'Saya kenal dia, tapi dia tidak kenal saya': Masyarakat Israel merasa berkewajiban untuk berduka atas kematian kolektif mereka

Saat kami bertemu Vicki, dia berpegangan pada bendera Israel, matanya basah karena air mata yang setengah terbentuk.
Di seberang jalan, podium sedang disiapkan. Tak lama kemudian, seorang rabi akan menyampaikan pidato untuk mengenang Guy Illouz, pria yang belum pernah ditemui Vicki tetapi kini ia datangi untuk berduka.
“Kami adalah keluarga di negara ini,” katanya. “Saya kenal dia, tapi dia tidak kenal saya.
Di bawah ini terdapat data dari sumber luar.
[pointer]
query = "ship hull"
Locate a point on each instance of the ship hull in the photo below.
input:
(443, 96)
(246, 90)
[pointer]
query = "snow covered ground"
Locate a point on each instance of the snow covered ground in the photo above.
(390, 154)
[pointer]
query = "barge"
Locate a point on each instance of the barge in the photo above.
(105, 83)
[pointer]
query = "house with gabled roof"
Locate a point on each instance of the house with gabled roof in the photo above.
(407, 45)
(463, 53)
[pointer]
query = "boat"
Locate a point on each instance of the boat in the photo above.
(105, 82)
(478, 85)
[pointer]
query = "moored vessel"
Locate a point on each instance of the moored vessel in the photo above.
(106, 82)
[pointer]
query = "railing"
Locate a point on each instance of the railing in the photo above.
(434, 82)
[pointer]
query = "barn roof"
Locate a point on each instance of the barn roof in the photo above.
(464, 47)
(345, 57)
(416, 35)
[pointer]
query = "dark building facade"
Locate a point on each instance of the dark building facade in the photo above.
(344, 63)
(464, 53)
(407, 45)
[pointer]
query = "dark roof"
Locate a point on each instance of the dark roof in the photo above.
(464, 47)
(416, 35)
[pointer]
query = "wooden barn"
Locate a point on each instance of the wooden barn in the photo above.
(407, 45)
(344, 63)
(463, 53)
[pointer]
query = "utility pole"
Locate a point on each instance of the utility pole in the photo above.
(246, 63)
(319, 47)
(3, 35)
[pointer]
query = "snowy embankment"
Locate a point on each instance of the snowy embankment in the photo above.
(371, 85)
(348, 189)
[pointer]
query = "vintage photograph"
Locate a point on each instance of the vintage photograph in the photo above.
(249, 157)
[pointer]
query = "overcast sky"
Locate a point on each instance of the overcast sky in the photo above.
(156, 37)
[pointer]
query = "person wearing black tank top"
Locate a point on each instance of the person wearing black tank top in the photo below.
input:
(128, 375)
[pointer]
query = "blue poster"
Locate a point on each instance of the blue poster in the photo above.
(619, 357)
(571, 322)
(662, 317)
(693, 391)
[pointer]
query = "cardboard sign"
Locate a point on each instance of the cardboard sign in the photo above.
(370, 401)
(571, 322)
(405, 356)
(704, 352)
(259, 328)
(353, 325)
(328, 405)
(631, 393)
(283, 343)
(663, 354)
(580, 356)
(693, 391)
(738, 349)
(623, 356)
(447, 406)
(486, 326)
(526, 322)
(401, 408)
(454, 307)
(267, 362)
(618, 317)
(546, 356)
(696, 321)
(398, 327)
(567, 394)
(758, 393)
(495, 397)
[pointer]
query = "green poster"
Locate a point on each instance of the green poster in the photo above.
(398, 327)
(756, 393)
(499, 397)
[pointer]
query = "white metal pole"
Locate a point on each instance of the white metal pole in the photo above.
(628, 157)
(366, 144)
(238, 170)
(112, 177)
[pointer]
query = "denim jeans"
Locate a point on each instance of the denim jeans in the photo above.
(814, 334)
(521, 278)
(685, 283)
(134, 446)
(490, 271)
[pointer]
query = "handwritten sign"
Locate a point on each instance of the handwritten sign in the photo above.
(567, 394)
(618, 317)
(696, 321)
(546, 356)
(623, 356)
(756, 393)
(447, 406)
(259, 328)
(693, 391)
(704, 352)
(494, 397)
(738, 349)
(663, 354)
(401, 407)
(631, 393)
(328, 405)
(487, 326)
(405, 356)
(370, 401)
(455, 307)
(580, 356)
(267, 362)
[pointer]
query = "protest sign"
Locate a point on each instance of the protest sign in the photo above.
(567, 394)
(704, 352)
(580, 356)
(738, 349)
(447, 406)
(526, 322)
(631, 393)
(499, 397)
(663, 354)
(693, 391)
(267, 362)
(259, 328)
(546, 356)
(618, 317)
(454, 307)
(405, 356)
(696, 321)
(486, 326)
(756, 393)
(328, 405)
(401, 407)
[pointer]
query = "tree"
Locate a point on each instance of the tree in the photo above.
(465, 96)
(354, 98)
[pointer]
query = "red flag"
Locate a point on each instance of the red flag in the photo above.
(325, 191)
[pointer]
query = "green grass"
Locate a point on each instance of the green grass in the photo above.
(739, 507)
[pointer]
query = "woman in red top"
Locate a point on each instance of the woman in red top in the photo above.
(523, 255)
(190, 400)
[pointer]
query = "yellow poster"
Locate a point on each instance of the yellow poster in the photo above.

Kita semua bertanggung jawab satu sama lain, jadi itulah alasan saya ada di sini hari ini. Ini adalah tugas saya.”
Dia telah menghadiri acara-acara serupa sebelumnya, termasuk pemakaman Ariel dan Kfir Bibas, anak-anak kecil yang jenazahnya dipulangkan dari Gaza pada bulan Februari.
Dia pernah yakin akan hal itu Israel bisa hidup damai dengan Gaza, namun kepastian itu terguncang oleh gambaran kejadian 7 Oktober yang ada di benaknya.
'Biadab, tidak manusiawi'
Setiap orang di dunia, katanya kepada saya, harus menonton film yang berisi gambar dan rekaman video serangan tersebut.
“Kami tidak melakukan itu. Mereka melakukan itu, dan mereka mengerikan. Mereka sangat biadab, tidak manusiawi. Saya tidak percaya akan ada orang seperti itu.
“Saya pikir kita bisa berdamai, tapi mereka bertindak seperti orang biadab.”
Mereka yang mengenalnya paling baik menggambarkan Guy sebagai pria bersahaja yang menyukai musik, keluarga, dan teman-temannya.
Pada tanggal 7 Oktober, dia ditembak di dalam mobilnya ketika dia mencoba melarikan diri.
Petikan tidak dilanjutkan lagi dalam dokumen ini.